Anxiety is a cruel disorder. Its symptoms mimic those of other illnesses, diseases, and disorders. It knows its host intimately, knows what they fear most, and exploits those fears without mercy. It's like a box in a horror movie that, in order to break the main character, contains an incarnation of the darkest corner of their mind. I have been told by people I trusted and loved that medication was not the answer, that my anxiety didn't seem bad enough from the outside to warrant it. I have been told that my mind should be stronger than the anxiety, that my feelings and fears had no legitimate source and were therefore not worthy of acknowledgement or consideration. I think it is difficult for people who do not know this struggle personally to understand how real it is. The obsessions and compulsions; the nausea, shaking, heart palpitations, and blurred vision; the weakness, numbness, and tingling—it is all real; I feel it. And having a doctor tell me it's anxiety, while comforting for a time, doesn't make it go away. It would seem that it never leaves for good, or at all, for some. Mine fell dormant once, for about a year, and I thought I was out of the woods. I didn't understand that an anxiety disorder doesn't work that way. Though it may hide for a time, the chances are that something will trigger it again, but the fact that it might be a lifelong struggle does not automatically translate to a life consumed or dictated by anxiety. Does it mean you'll need to find people capable of compassion, empathy, and understanding to surround yourself with?
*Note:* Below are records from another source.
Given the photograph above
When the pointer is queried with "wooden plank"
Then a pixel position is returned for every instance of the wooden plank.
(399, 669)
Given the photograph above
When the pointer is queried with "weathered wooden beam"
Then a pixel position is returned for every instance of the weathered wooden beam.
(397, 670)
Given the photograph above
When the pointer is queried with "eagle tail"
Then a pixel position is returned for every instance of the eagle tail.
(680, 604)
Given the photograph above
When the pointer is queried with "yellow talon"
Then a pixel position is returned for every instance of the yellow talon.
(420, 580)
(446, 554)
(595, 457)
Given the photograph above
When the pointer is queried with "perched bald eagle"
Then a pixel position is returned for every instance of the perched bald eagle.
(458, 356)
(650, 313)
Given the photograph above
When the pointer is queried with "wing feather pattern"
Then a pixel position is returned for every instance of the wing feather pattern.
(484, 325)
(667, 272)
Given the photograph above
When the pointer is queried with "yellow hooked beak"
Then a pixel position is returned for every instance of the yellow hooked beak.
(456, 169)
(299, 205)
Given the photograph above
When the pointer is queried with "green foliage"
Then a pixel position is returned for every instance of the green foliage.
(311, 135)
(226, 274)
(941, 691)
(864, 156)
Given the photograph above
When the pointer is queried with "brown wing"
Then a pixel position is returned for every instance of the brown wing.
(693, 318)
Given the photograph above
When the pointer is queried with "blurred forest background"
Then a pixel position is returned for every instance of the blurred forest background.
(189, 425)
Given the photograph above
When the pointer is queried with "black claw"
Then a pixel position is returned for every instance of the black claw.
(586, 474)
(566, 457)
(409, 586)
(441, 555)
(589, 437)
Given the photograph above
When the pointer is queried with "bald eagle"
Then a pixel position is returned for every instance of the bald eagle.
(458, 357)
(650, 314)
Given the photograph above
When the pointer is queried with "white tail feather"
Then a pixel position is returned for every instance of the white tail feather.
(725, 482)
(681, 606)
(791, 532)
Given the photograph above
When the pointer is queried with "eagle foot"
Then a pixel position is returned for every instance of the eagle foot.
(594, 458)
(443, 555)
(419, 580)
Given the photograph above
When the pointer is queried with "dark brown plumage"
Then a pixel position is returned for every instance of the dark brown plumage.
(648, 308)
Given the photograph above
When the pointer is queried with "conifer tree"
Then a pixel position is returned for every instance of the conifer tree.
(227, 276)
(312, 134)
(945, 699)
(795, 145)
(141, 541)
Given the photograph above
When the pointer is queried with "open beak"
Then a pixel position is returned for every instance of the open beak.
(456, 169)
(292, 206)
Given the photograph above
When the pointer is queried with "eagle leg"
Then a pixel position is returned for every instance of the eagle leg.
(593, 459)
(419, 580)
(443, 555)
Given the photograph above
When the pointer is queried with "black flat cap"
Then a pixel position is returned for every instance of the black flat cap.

Yes. Does it mean you'll need to learn how to treat your body with kindness and mercy and offer it something else to be passionate about and consumed with? Yes. Does it mean that, because of ignorance and apathy, you may be looked down on for taking medications and getting the professional help you need? Yes. Does it mean that you are any less worthy of love, trust, respect, or success—any less capable of greatness? Does it mean that you have to settle for less than the exceptional life you've pictured for yourself? Absolutely not.